Speaker: Yanmeng Wang
Abstract: As a promising distributed learning paradigm, federated learning (FL) involves training deep neural network (DNN) models at the network edge while protecting the privacy of the edge clients. To train a large-scale DNN model, batch normalization (BN) has been regarded as a simple and effective means to accelerate the training and improve the generalization capability. However, recent findings indicate that BN can significantly impair the performance of FL in the presence of non-i.i.d. data. While several FL algorithms have been proposed to address this issue, their performance still falls significantly when compared to the centralized scheme. Furthermore, none of them have provided a theoretical explanation of how the BN damages the FL convergence. In this work, we present the first convergence analysis to show that under the non-i.i.d. data, the mismatch between the local and global statistical parameters in BN causes the gradient deviation between the local and global models, which, as a result, slows down and biases the FL convergence. In view of this, we develop a new FL algorithm that is tailored to BN, called FedTAN, which is capable of achieving robust FL performance under a variety of data distributions via iterative layer-wise parameter aggregation. Comprehensive experimental results demonstrate the superiority of the proposed FedTAN over existing baselines for training BN-based DNN models.

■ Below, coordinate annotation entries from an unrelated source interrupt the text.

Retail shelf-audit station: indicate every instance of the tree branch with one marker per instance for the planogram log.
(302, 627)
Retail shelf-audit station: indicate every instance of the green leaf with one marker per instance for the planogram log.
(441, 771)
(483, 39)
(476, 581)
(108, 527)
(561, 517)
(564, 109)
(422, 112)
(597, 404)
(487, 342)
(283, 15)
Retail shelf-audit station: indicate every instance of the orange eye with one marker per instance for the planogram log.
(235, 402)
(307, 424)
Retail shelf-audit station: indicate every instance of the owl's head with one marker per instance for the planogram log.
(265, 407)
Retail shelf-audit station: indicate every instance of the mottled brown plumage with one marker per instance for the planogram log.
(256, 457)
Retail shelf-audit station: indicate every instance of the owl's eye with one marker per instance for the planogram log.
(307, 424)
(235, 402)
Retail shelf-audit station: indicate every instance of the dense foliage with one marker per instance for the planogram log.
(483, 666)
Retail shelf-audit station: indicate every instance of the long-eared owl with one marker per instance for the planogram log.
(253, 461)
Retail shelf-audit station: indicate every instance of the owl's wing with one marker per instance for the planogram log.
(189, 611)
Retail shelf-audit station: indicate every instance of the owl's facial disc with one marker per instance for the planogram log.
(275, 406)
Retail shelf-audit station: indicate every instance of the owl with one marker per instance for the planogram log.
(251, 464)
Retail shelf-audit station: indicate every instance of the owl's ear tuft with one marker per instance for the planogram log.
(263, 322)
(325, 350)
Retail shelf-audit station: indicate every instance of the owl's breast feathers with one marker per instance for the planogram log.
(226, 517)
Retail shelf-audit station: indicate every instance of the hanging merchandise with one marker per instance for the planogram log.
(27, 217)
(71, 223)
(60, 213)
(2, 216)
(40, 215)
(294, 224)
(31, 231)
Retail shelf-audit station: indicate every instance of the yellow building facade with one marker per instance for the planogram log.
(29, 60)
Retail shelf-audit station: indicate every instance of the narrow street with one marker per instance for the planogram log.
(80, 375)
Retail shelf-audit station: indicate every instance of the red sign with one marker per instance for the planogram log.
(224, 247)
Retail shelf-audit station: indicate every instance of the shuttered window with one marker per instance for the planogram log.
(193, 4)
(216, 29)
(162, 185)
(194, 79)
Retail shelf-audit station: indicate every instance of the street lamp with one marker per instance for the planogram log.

Talk 2: Fast Two-Time-Scale Stochastic Gradient Method with Applications in Reinforcement Learning
Speaker: Thinh Doan
Abstract: Two-time-scale optimization is a framework that abstracts a range of policy evaluation and policy optimization problems in reinforcement learning (RL). Akin to bi-level optimization under a particular type of stochastic oracle, the two-time-scale optimization framework has an upper level objective whose gradient evaluation depends on the solution of a lower level problem, which is to find the root of a strongly monotone operator. In this work, we propose a new method for solving two-time-scale optimization that achieves significantly faster convergence than the prior arts. The key idea of our approach is to leverage an averaging step to improve the estimates of the operators in both lower and upper levels before using them to update the decision variables. These additional averaging steps eliminate the direct coupling between the main variables, enabling the accelerated performance of our algorithm. We characterize the finite-time convergence rates of the proposed algorithm under various conditions of the underlying objective function, including strong convexity, convexity, Polyak-Lojasiewicz condition, and general non-convexity. These rates significantly improve over the best-known complexity of the standard two-time-scale stochastic approximation algorithm. When applied to RL, we show how the proposed algorithm specializes to novel online sample-based methods that surpass or match the performance of the existing state of the art. Finally, we support our theoretical results with numerical simulations in RL.
Talk 3: Two-timescale Stochastic Primal-dual Algorithms for Decentralized Optimization with Communication Compression
Speaker: Hoi-To Wai
Abstract: This talk presents a two-timescale compressed primal-dual (TiCoPD) algorithm for decentralized optimization. The algorithm is built upon the primal-dual optimization framework developed by a majorization-minimization procedure. The latter naturally suggests the agents to share a compressed difference term during the iteration. Furthermore, the TiCoPD algorithm incorporates a fast timescale mirror sequence for agent consensus on nonlinearly compressed terms with noise, together with a slow timescale primal-dual recursion for optimizing the objective function. We show that the TiCoPD algorithm converges with a constant step size. It also finds an O(1/sqrt{T}) stationary solution after T iterations. Numerical experiments on decentralized training of a neural network validate the efficacy of TiCoPD algorithm.